The film abuses an extreme stylization that, while on the one hand may not please everyone, without a doubt makes it one of the weirdest sci-fi films in history. Right at the beginning we are thrown into a universe of eroticism, violence and absurdity, all shown through the camera movements and flashy shots, slow and fast motion, fuzzy sound effects, a mix of colorful and black and white, plus spatial characterization and special effects to the best trashy style like a macabre video clip aesthetic.
Therefore, it seems symptomatic that the only person who ends up feeling compassion and having a certain connection with the defective Pinocchio is just a homeless girl, both being equal in the sense of being considered uncomfortable inconveniences for society. An enormous amount of injuries, blood, and all kinds of body fluids imaginable will be expelled, and is not a very suitable movie to watch during meals.

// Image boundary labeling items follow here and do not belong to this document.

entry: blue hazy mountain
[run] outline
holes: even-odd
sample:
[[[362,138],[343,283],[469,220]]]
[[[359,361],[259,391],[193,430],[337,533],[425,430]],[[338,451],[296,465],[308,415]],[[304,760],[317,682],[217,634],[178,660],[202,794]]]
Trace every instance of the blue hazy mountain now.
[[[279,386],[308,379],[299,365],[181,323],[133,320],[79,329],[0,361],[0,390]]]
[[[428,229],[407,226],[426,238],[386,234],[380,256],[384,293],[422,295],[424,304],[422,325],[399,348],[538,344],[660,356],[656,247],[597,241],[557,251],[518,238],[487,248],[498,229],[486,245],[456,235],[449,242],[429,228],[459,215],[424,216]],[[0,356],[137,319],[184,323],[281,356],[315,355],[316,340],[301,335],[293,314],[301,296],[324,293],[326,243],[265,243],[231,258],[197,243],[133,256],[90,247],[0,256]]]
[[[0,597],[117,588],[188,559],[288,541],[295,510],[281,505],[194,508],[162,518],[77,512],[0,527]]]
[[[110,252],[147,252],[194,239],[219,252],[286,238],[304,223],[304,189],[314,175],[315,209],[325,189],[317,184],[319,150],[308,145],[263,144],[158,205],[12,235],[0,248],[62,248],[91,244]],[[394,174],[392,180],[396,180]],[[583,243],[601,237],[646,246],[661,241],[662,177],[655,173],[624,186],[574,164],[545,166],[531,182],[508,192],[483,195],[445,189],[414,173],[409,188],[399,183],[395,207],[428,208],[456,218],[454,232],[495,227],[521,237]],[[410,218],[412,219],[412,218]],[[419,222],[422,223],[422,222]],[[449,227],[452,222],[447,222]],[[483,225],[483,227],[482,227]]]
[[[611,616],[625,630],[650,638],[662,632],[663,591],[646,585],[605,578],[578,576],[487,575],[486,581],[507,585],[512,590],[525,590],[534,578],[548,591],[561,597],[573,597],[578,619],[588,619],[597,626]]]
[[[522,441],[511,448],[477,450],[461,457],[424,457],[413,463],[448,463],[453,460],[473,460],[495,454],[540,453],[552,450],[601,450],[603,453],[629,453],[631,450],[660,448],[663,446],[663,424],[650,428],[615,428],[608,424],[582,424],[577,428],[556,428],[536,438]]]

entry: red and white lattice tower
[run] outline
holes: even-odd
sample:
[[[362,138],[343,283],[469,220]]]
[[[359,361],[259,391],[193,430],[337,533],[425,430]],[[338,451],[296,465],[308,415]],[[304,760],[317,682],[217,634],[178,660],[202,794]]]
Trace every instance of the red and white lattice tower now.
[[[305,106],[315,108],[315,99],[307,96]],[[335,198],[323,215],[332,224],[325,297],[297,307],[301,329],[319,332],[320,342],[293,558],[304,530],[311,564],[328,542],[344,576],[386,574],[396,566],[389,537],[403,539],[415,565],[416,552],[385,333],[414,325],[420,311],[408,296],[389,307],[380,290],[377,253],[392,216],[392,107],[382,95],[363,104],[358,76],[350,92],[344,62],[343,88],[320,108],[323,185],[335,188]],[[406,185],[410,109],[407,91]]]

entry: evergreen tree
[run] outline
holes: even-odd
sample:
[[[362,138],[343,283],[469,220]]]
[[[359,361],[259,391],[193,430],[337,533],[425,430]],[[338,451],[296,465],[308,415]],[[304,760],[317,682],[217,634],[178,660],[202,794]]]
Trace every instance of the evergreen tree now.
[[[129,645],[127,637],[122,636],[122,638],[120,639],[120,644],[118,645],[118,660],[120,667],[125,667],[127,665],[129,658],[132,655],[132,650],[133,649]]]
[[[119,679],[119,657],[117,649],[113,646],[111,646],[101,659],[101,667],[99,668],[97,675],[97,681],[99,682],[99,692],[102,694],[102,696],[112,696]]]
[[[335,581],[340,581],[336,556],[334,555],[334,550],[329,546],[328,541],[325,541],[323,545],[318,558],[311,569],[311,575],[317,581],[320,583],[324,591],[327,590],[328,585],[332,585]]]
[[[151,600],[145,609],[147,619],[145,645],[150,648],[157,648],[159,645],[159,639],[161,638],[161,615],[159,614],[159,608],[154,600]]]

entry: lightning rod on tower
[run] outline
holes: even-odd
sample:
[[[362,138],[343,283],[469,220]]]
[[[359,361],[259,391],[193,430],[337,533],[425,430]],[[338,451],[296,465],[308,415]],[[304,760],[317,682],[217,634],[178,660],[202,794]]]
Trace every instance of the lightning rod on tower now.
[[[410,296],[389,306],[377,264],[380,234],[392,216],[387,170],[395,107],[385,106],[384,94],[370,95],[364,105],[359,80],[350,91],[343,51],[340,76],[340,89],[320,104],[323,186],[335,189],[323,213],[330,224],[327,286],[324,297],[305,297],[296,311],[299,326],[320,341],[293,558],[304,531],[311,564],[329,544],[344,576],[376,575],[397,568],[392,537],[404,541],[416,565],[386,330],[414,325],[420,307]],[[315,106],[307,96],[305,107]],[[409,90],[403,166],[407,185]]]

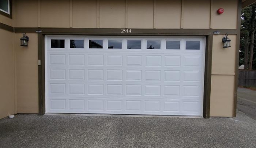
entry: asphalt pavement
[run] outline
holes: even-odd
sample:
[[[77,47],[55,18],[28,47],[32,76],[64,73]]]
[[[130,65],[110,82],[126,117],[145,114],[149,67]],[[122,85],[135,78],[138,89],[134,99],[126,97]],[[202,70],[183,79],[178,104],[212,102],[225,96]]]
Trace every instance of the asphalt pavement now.
[[[256,120],[256,91],[238,87],[237,109]]]

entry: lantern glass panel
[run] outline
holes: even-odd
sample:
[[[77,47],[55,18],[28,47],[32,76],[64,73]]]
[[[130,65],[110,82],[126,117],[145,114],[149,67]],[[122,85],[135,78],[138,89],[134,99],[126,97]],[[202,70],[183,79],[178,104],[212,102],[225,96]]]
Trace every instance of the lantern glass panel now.
[[[228,41],[227,42],[227,46],[230,46],[230,41]]]

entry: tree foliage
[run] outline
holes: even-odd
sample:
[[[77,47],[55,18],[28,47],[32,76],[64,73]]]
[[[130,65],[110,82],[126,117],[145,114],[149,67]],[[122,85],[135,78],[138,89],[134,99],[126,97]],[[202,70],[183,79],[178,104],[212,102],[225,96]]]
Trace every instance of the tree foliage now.
[[[256,69],[254,46],[256,31],[256,4],[242,10],[240,36],[239,65],[244,69]]]

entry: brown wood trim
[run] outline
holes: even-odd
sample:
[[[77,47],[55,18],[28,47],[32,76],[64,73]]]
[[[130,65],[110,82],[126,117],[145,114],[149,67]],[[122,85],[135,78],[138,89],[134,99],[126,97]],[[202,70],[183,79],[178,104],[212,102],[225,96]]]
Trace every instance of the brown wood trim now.
[[[203,89],[203,116],[205,118],[210,117],[211,84],[212,81],[212,57],[213,35],[206,36],[204,69]]]
[[[0,15],[2,15],[3,16],[5,16],[6,17],[9,17],[10,19],[12,19],[12,0],[10,0],[10,14],[6,13],[0,11]]]
[[[236,116],[236,103],[237,103],[237,88],[238,87],[238,77],[239,71],[238,67],[239,66],[239,55],[240,49],[240,28],[241,24],[241,13],[242,11],[242,0],[238,0],[238,9],[237,10],[237,35],[236,35],[236,51],[235,52],[235,86],[234,94],[234,104],[233,106],[233,117]]]
[[[15,33],[35,33],[40,30],[42,33],[49,35],[207,35],[218,32],[220,34],[237,35],[237,29],[132,29],[130,33],[121,33],[121,29],[74,28],[19,28],[14,29]]]
[[[45,84],[44,65],[44,35],[38,34],[38,59],[41,65],[38,66],[39,114],[45,113]]]
[[[3,29],[12,32],[14,32],[13,27],[1,23],[0,23],[0,29]]]

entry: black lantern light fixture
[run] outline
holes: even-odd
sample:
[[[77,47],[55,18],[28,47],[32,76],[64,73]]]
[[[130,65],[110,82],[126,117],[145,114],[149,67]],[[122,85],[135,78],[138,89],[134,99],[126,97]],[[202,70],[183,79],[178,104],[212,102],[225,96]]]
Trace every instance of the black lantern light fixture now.
[[[226,33],[225,35],[225,36],[224,38],[222,38],[222,43],[223,43],[223,48],[228,48],[230,47],[231,46],[230,46],[230,41],[231,40],[227,38],[227,33]]]
[[[22,33],[23,37],[21,38],[21,46],[28,46],[28,42],[29,41],[29,37],[26,36],[26,33]]]

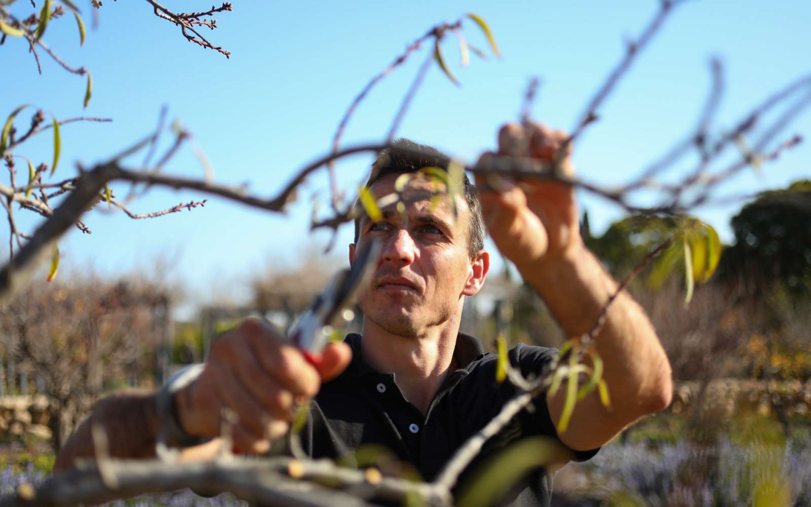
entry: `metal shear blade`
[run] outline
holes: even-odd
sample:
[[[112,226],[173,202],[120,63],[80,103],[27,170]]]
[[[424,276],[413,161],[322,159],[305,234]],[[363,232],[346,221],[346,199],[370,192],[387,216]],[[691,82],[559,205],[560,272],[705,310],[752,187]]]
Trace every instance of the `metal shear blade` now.
[[[355,296],[371,273],[380,251],[380,243],[371,241],[355,251],[352,269],[342,269],[337,274],[293,325],[289,336],[296,346],[308,352],[321,351],[329,339],[324,329],[336,325],[343,312],[354,304]]]

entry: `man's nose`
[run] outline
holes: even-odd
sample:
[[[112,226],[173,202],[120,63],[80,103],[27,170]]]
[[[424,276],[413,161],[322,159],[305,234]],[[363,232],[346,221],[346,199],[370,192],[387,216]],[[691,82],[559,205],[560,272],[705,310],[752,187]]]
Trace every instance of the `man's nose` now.
[[[408,265],[414,261],[415,245],[411,235],[406,230],[397,230],[389,236],[383,246],[383,260],[402,265]]]

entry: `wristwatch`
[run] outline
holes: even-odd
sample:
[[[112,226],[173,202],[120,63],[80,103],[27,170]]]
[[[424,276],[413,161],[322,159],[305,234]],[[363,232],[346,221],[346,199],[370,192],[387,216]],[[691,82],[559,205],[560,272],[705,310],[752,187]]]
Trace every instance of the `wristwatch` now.
[[[168,447],[191,447],[211,440],[187,433],[178,420],[174,394],[195,381],[203,372],[204,364],[193,364],[178,372],[164,384],[156,395],[159,429],[157,445],[158,449]],[[160,453],[159,453],[160,454]]]

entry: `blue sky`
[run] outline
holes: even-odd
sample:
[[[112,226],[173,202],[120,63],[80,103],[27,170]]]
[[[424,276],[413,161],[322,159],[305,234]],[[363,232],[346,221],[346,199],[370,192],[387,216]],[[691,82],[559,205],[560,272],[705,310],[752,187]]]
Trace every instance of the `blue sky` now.
[[[493,147],[498,127],[517,118],[531,76],[543,79],[534,117],[571,128],[620,58],[624,41],[635,37],[658,8],[654,0],[233,3],[233,12],[217,16],[219,28],[204,32],[232,52],[226,59],[184,41],[144,2],[105,2],[96,30],[90,28],[91,7],[79,2],[88,25],[84,47],[79,47],[69,16],[52,23],[44,40],[67,62],[90,70],[90,105],[82,110],[84,78],[67,73],[45,55],[41,55],[39,75],[23,42],[9,40],[0,48],[0,114],[29,103],[59,118],[113,118],[112,123],[62,128],[57,177],[67,178],[75,171],[74,161],[90,165],[104,161],[148,135],[165,105],[169,118],[180,118],[194,133],[217,181],[248,183],[255,193],[270,195],[297,168],[329,149],[339,120],[366,82],[437,23],[466,12],[479,14],[489,22],[503,58],[482,61],[474,56],[470,66],[461,68],[455,40],[448,37],[444,53],[461,86],[455,87],[432,67],[398,134],[474,161]],[[208,4],[165,5],[190,11]],[[21,15],[31,11],[24,0],[11,9]],[[601,108],[602,119],[578,143],[574,161],[579,174],[604,185],[628,182],[688,132],[709,88],[712,56],[722,59],[726,71],[724,101],[714,131],[731,127],[770,92],[811,72],[805,56],[811,45],[809,22],[811,4],[806,2],[684,2]],[[487,47],[473,24],[465,24],[465,34],[471,43]],[[414,54],[372,91],[350,120],[345,144],[384,138],[427,50]],[[24,118],[21,125],[28,121]],[[783,137],[795,132],[811,132],[811,114],[799,117]],[[18,153],[48,161],[51,142],[41,136]],[[759,175],[745,171],[719,193],[752,193],[807,178],[809,150],[800,145]],[[139,160],[131,161],[136,165]],[[369,162],[369,156],[361,156],[339,165],[347,191],[363,178]],[[669,178],[677,178],[689,166],[674,168]],[[165,170],[203,175],[188,148]],[[119,195],[127,190],[114,185]],[[238,297],[251,273],[294,264],[303,251],[326,245],[328,234],[307,233],[310,196],[318,192],[323,200],[326,190],[323,175],[312,178],[284,217],[195,192],[155,190],[131,208],[156,211],[181,201],[210,200],[204,208],[153,220],[92,212],[85,221],[93,234],[71,232],[61,243],[63,259],[73,269],[109,274],[148,270],[162,257],[169,263],[165,276],[188,286],[193,300]],[[598,232],[623,216],[604,200],[581,197]],[[739,208],[736,204],[696,211],[729,240],[729,217]],[[21,215],[17,213],[24,229],[36,226],[38,218]],[[2,222],[4,237],[7,226]],[[341,230],[341,259],[351,236],[350,226]]]

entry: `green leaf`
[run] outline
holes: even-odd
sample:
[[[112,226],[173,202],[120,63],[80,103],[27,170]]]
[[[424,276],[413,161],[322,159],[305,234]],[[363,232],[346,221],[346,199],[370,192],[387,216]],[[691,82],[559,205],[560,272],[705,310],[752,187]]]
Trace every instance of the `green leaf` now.
[[[0,19],[0,32],[2,32],[6,35],[12,37],[21,37],[25,35],[24,30],[20,30],[19,28],[15,28],[10,24],[7,24],[2,19]]]
[[[358,199],[360,200],[360,204],[363,206],[366,214],[369,215],[369,219],[371,221],[380,221],[383,220],[383,213],[380,212],[380,208],[377,207],[377,201],[375,200],[375,195],[371,192],[371,189],[366,187],[361,187]]]
[[[71,2],[71,0],[59,0],[62,3],[65,4],[68,9],[73,11],[74,14],[81,14],[82,11],[76,6],[76,4]]]
[[[24,104],[11,111],[11,114],[8,116],[8,119],[6,120],[6,124],[2,126],[2,131],[0,132],[0,157],[3,156],[3,152],[6,151],[6,147],[8,146],[8,136],[11,132],[11,127],[14,125],[15,117],[17,116],[20,111],[28,107],[28,104]]]
[[[588,396],[589,393],[594,389],[597,383],[603,378],[603,359],[597,354],[597,350],[594,349],[589,349],[588,354],[591,358],[591,376],[589,377],[589,381],[584,384],[577,392],[578,401]]]
[[[569,428],[569,421],[574,413],[574,405],[577,402],[577,354],[573,354],[569,356],[569,379],[566,385],[566,401],[564,402],[563,411],[560,412],[560,419],[557,423],[557,433],[561,435],[566,432]]]
[[[93,78],[88,72],[88,88],[84,91],[84,107],[88,107],[90,103],[90,94],[93,92]]]
[[[79,45],[84,45],[84,36],[86,32],[84,30],[84,22],[82,21],[82,18],[79,17],[79,13],[74,12],[73,16],[76,18],[76,24],[79,26]]]
[[[682,248],[674,241],[654,261],[653,269],[648,275],[646,284],[649,289],[656,290],[667,280],[682,256]]]
[[[294,433],[299,433],[302,428],[304,428],[304,424],[307,423],[307,415],[310,410],[310,402],[304,402],[298,406],[296,410],[296,414],[293,417],[293,424],[291,425],[291,430]]]
[[[718,263],[721,260],[721,239],[718,237],[718,232],[708,224],[704,224],[704,228],[707,234],[707,267],[704,272],[704,278],[702,281],[706,281],[710,277],[715,273]]]
[[[499,52],[499,47],[496,45],[496,39],[493,38],[493,33],[490,31],[490,27],[487,26],[487,22],[481,16],[473,13],[468,14],[467,17],[476,22],[478,28],[484,32],[484,37],[487,37],[487,43],[490,44],[490,48],[493,50],[493,54],[500,58],[501,53]]]
[[[45,27],[50,21],[51,0],[45,0],[42,4],[42,10],[40,11],[40,24],[36,25],[36,32],[34,32],[34,40],[39,41],[42,38],[42,34],[45,32]]]
[[[54,280],[56,277],[56,272],[59,269],[59,247],[56,243],[54,243],[54,248],[51,250],[51,267],[48,270],[48,281]]]
[[[530,436],[510,445],[484,462],[460,485],[460,507],[485,507],[496,502],[526,474],[540,466],[566,463],[572,452],[548,436]]]
[[[684,238],[682,241],[684,245],[684,283],[687,285],[687,293],[684,294],[684,304],[690,303],[693,299],[693,253],[690,251],[690,243]]]
[[[31,187],[34,181],[36,179],[36,170],[34,169],[34,165],[31,163],[31,161],[25,161],[28,162],[28,187]],[[25,196],[31,197],[31,192],[34,191],[33,188],[28,188],[25,191]]]
[[[499,384],[507,378],[507,367],[509,364],[509,358],[507,356],[507,338],[504,335],[499,335],[498,339],[498,359],[496,360],[496,381]]]
[[[564,355],[565,355],[566,353],[569,352],[569,350],[573,347],[577,342],[577,341],[574,339],[567,340],[565,342],[564,342],[564,344],[560,346],[560,348],[558,350],[558,357],[562,358]]]
[[[600,402],[607,409],[611,410],[611,397],[608,396],[608,385],[606,384],[605,379],[597,381],[597,390],[600,393]]]
[[[59,135],[59,122],[54,118],[54,165],[51,165],[51,176],[56,172],[59,163],[59,153],[62,152],[62,137]]]
[[[456,79],[456,77],[451,73],[450,69],[448,68],[448,65],[445,63],[445,59],[442,58],[442,50],[440,49],[440,39],[434,39],[434,59],[440,65],[440,68],[442,71],[445,73],[448,79],[450,79],[453,84],[459,86],[460,83]]]

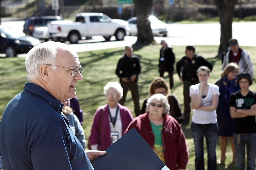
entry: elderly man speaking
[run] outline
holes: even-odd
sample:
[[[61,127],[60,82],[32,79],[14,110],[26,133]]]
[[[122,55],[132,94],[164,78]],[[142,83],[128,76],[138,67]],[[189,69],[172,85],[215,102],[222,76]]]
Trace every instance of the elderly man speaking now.
[[[105,153],[85,152],[61,113],[61,102],[76,96],[75,85],[83,78],[77,54],[68,47],[46,42],[28,53],[30,82],[8,104],[0,123],[5,169],[91,170],[89,160]]]

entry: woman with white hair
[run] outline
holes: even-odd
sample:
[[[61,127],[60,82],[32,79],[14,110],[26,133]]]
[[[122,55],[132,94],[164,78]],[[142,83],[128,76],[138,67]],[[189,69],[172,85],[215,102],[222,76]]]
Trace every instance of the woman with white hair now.
[[[148,99],[147,112],[134,118],[126,133],[134,127],[170,169],[186,169],[188,152],[180,124],[168,115],[166,96],[156,94]]]
[[[123,97],[123,88],[117,82],[110,82],[104,87],[108,103],[96,111],[89,146],[91,149],[105,151],[124,134],[133,117],[131,112],[118,103]]]

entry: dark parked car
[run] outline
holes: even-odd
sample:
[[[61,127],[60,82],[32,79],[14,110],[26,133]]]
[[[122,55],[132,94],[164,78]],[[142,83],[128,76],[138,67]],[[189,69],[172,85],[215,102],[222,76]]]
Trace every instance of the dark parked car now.
[[[35,27],[46,26],[49,22],[62,19],[61,17],[57,16],[32,16],[26,19],[23,26],[23,32],[32,35]]]
[[[0,26],[0,53],[5,53],[7,57],[27,53],[34,46],[40,43],[37,38],[26,36],[21,31]]]

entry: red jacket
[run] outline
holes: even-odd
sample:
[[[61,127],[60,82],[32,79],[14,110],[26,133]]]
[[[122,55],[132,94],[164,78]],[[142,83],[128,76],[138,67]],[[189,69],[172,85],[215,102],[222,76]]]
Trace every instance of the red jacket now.
[[[135,118],[125,133],[135,128],[153,148],[155,136],[148,114],[146,113]],[[185,136],[179,123],[169,115],[164,116],[162,140],[165,165],[167,167],[171,170],[186,169],[188,163],[188,151]]]

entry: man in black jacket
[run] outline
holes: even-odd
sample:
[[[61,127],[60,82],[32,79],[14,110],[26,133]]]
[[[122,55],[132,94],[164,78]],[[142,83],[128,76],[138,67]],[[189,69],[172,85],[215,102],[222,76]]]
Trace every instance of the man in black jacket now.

1. Tetsuo: The Iron Man (Shinya Tsukamoto, 1989)
“Tetsuo: The Iron Man” begins by showing a man who desperately tries to insert metallic objects inside his body. The attempt does not work out very well and as he runs off into the street, he is run over by a man who only drives away after the accident. After that, we see a man who has become “infected” by the metal disease after cutting his face while shaving. From there, he will find other people, even strangers, all with some kind of metallic device attached to their bodies that will try to kill him.
Written, directed, produced, edited and shot by Shinya Tsukamoto, the film follows in a line that is almost dadaist, interspersing scenes that are more and more weird, but always with a very strong aesthetic power.
The soundtrack and sound effects are a beauty apart, but it is the editing that stands out for being perhaps even more inventive than films like “Je t’aime, Je t’aime” and “Pinocchio 964.” In addition to the impressive stylistic ability for a low budget film, Tsukamoto’s film deals with fetishism and mental disorder in a society that is growing increasingly alienated.
Another super low-budget sci-fi on the list, “Tetsuo: The Iron Man” seems to have all the essential characteristics to be considered the weirdest sci-fi movie of all time. It features the exaggerated eroticism and violence of “Pinocchio 964,” the formal experimentation of “Je t’aime, Je t’aime”, the underground creativity seen in “Ga, Ga” and “White Out, Black In,” the surrealism and strangeness of “Cemetery of Splendor,” the scientific reflection of “Scanners” and “Altered States,” as well as an imaginative and unusual dystopian view of the human being’s relationship with technology like that of “Alphaville.”